A Comunicação Interventricular (CIV) é a cardiopatia congênita acianótica mais prevalente no Brasil, seguida da comunicação interatrial, e é definida por um defeito no septo interventricular. Essa abertura/orifício permite a passagem do sangue de uma câmara a outra, quando este fluxo não deveria existir.

Sintomas da comunicação interventricular 

A maioria dos pacientes com CIV apresentará manifestações clínicas já no período neonatal. A sintomatologia vai variar de acordo com o tamanho do defeito – desde um sopro isolado detectado incidentalmente em uma consulta de puericultura a uma insuficiência cardíaca grave. 

Os lactentes com CIVs pequenas e restritivas geralmente permanecem assintomáticos, já os que possuem CIV moderada a grande geralmente manifestam sinais de insuficiência cardíaca por volta de três a quatro semanas de idade.

No caso de CIVs pequenas, nos recém-nascidos, o sopro pode ser detectado com 4 a 10 dias de vida, quando a resistência vascular pulmonar (RVP) diminui o suficiente para permitir o shunt da esquerda para a direita. 

É classicamente descrito como um sopro holossistólico de intensidade 2 a 3/6, rude, mais audível na borda esternal esquerda média a inferior. Durante o fechamento espontâneo, o sopro holossistólico pode encurtar, ocorrendo apenas no início da sístole antes de desaparecer completamente. 

Podemos também detectar um frêmito na palpação do 3-4º espaço intercostal esquerdo na borda esternal esquerda. 

Aqui, o eletrocardiograma (ECG) e a radiografia de tórax costumam ser normais.

Já nos bebês que possuem CIVs moderadas a grandes, os sinais e sintomas de insuficiência cardíaca geralmente aparecem na 3-4ª semana de vida, podendo incluir: 

  • taquipneia;
  • dificuldade nas mamadas (desconforto respiratório, sudorese, pausas);
  • déficit pondero-estatural (perímetro cefálico também!);
  • taquicardia; 
  • hepatomegalia;
  • crepitações à ausculta pulmonar;
  • gemidos;
  • uso de musculatura acessória;
  • palidez (devido vasoconstrição periférica).
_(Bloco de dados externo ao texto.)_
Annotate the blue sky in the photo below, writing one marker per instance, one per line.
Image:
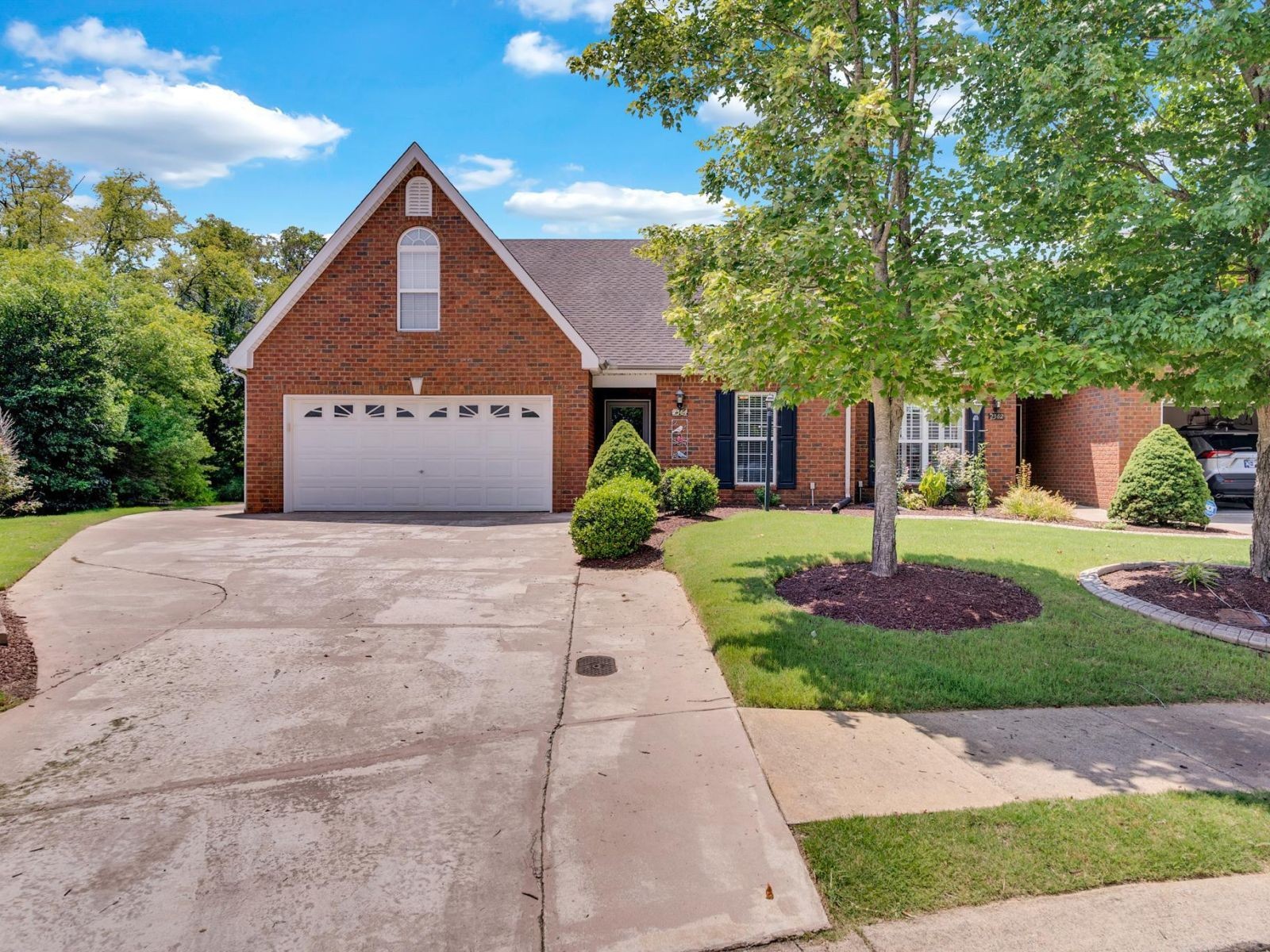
(286, 113)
Essas crianças podem evoluir com um precórdio hiperdinâmico à medida que a RVP cai durante as primeiras semanas de vida e o shunt esquerda-direita aumenta. À medida que o débito do ventrículo esquerdo (VE) aumenta para compensar o shunt, a contração vigorosa do VE é refletida em um impulso apical proeminente. 

Por conta desta pós carga aumentada, cursam com hipertrofia de VE, culminando numa cardiomegalia e no deslocamento do ápice cardíaco para fora da linha médio-clavicular. 

A gravidade dos sintomas aumenta de forma diretamente proporcional ao shunt da esquerda para a direita.

O sopro de defeitos moderados, evidente dentro de dois a três dias após o nascimento, é holossistólico, intensidade 2++/6, e melhor audível no terceiro ou quarto espaço intercostal. 

Nos grandes defeitos, à medida que a pressão ventricular direita se aproxima dos níveis sistêmicos, o sopro pode não estar presente. Se presente, o sopro sistólico é de intensidade 1 a 2++/6, muitas vezes acompanhado por um ronco diastólico, que está relacionado ao aumento do fluxo através da valva mitral. 

O ECG pode demonstrar hipertrofia do VE (HVE) e também de ventrículo direito (VD). Em pacientes com elevações de RVP suficientes para minimizar ou mesmo reverter a direção do shunt, o ECG pode demonstrar evidência de aumento do átrio direito além de sua hipertrofia; HVE não está mais presente.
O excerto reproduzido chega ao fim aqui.